WinBatch® Technical Support Forum

All Things WinBatch => WebBatch => Topic started by: wolla on March 11, 2019, 03:46:50 AM

Title: mail scraper /crawler / spider
Post by: wolla on March 11, 2019, 03:46:50 AM
Hello from Germany,

is there a possibility to create a code for crwaling mailadresses from google?

Thank you 4 reply
Wolfgang
Title: Re: mail scraper /crawler / spider
Post by: td on March 11, 2019, 07:15:24 AM
WebBatch is a CGI scripting language for Web servers so I am not sure how the connects to crawling email addresses. It is also unclear, to me at least, what you even mean by crawling email addresses.  So perhaps a more detailed explanation of what exactly you are wishing to do is in order.
Title: Re: mail scraper /crawler / spider
Post by: snowsnowsnow on March 11, 2019, 07:28:17 AM
Whatever it is, it doesn't sound good.

But I guess, a man's got to eat.

P.S.  In the past, when people posted wanting to do something obviously bad, they would get a talking to and then the thread would die.  Nowadays, that doesn't seem to happen.
Title: Re: mail scraper /crawler / spider
Post by: wolla on March 11, 2019, 08:13:25 AM
Quote from: td on March 11, 2019, 07:15:24 AM
WebBatch is a CGI scripting language for Web servers so I am not sure how the connects to crawling email addresses. It is also unclear, to me at least, what you even mean by crawling email addresses.  So perhaps a more detailed explanation of what exactly you are wishing to do is in order.

For marketing marketing activities I will create a batch to read mail adresses from web-pages.
I will open a browser like google, enter a key word and in the results I will find the mailto:adress from all listed pages.

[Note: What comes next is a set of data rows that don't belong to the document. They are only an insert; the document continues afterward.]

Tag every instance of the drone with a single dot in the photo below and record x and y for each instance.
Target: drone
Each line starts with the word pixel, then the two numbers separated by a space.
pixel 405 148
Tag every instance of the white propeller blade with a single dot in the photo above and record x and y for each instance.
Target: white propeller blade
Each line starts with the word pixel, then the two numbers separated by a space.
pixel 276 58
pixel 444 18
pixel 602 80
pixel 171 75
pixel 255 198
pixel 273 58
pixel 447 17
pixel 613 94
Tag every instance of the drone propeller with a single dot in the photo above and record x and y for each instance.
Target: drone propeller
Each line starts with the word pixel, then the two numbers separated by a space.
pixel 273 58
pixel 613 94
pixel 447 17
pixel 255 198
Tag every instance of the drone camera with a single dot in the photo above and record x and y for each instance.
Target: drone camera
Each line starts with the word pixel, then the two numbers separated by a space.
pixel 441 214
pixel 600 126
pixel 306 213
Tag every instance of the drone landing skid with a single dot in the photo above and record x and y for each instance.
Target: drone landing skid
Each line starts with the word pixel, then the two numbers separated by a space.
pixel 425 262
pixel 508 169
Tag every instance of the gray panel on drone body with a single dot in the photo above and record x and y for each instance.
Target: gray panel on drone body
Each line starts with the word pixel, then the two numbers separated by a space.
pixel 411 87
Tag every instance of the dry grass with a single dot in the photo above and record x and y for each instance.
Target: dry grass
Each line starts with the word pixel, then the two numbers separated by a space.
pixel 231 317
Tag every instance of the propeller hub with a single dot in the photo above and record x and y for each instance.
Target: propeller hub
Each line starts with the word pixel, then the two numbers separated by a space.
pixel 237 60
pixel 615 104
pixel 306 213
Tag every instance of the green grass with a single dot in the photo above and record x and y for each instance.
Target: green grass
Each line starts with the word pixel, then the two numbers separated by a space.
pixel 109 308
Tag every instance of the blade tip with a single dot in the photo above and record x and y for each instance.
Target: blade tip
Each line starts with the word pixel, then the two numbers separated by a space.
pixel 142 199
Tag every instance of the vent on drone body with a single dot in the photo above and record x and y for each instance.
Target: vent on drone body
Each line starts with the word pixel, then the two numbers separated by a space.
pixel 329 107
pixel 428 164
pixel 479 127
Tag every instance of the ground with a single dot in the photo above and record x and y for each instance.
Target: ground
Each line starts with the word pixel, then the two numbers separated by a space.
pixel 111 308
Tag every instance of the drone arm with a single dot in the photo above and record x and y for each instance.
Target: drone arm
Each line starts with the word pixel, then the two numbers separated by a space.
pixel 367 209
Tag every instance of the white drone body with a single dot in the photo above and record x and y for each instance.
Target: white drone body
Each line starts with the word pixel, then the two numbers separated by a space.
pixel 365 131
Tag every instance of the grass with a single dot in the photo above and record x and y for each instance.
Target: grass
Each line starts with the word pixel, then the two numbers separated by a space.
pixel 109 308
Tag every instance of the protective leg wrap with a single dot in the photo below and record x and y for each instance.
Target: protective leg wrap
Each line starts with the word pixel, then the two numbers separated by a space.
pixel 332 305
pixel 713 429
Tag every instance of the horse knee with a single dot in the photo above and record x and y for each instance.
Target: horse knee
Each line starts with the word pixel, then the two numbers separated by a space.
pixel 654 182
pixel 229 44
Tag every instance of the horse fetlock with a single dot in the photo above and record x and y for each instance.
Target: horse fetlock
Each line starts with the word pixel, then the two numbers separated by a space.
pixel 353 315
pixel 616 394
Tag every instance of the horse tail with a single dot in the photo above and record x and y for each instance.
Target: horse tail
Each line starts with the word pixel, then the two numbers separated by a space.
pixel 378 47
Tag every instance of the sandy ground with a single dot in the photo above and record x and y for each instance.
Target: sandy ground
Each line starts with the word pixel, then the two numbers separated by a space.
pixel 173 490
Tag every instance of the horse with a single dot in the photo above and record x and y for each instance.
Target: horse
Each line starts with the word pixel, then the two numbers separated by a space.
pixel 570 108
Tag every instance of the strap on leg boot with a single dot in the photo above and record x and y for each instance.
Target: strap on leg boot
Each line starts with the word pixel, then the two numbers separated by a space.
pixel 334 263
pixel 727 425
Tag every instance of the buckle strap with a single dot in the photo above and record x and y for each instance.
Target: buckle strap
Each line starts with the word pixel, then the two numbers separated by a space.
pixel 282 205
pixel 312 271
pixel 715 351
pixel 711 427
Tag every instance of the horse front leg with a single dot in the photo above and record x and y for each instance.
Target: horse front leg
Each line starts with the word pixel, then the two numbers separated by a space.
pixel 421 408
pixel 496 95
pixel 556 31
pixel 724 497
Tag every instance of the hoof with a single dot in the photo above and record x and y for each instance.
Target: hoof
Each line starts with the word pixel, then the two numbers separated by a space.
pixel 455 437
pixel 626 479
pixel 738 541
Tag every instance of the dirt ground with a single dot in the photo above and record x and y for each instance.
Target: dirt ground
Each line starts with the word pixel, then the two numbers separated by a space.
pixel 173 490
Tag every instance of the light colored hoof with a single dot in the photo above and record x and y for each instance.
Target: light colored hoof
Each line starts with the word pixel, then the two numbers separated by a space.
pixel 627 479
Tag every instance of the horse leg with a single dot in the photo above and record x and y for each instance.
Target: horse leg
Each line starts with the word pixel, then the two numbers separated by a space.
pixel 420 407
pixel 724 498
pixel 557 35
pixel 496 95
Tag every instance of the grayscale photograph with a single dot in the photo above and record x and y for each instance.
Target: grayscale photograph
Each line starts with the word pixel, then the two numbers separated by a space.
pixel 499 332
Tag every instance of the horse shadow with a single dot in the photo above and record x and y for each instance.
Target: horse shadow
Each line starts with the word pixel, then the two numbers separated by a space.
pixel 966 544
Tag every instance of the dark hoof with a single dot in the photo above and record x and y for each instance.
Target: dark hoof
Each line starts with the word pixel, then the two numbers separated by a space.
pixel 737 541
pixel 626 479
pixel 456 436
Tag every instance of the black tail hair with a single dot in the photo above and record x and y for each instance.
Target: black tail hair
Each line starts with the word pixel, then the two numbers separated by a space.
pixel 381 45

- The script must open the google results in programming code
- find the www.addresses of the companies
- open their url and find in the code of the mailto:address
- store the address into a file and move to the next entry

Any idea?

Thanks much for all feedback
Wolfgang
Title: Re: mail scraper /crawler / spider
Post by: td on March 11, 2019, 01:35:28 PM
As previously mentioned WebBatch is a CGI scripting language for Web servers so it is a tool for creating Web content and not for scraping Web content.  WinBatch, on the other hand, can be used to scan (and scrape) Webpages for specific content.  There are legitimate reasons for performing Web scraping and there are multiple examples of doing this in the Tech Database.    That said, many if not most Websites disguise email addresses to prevent exactly the kind of activity you are proposing.   The reason for this should be obvious. 
Title: Re: mail scraper /crawler / spider
Post by: td on March 11, 2019, 01:40:26 PM
Quote from: snowsnowsnow on March 11, 2019, 07:28:17 AM
Whatever it is, it doesn't sound good.

But I guess, a man's got to eat.

P.S.  In the past, when people posted wanting to do something obviously bad, they would get a talking to and then the thread would die.  Nowadays, that doesn't seem to happen.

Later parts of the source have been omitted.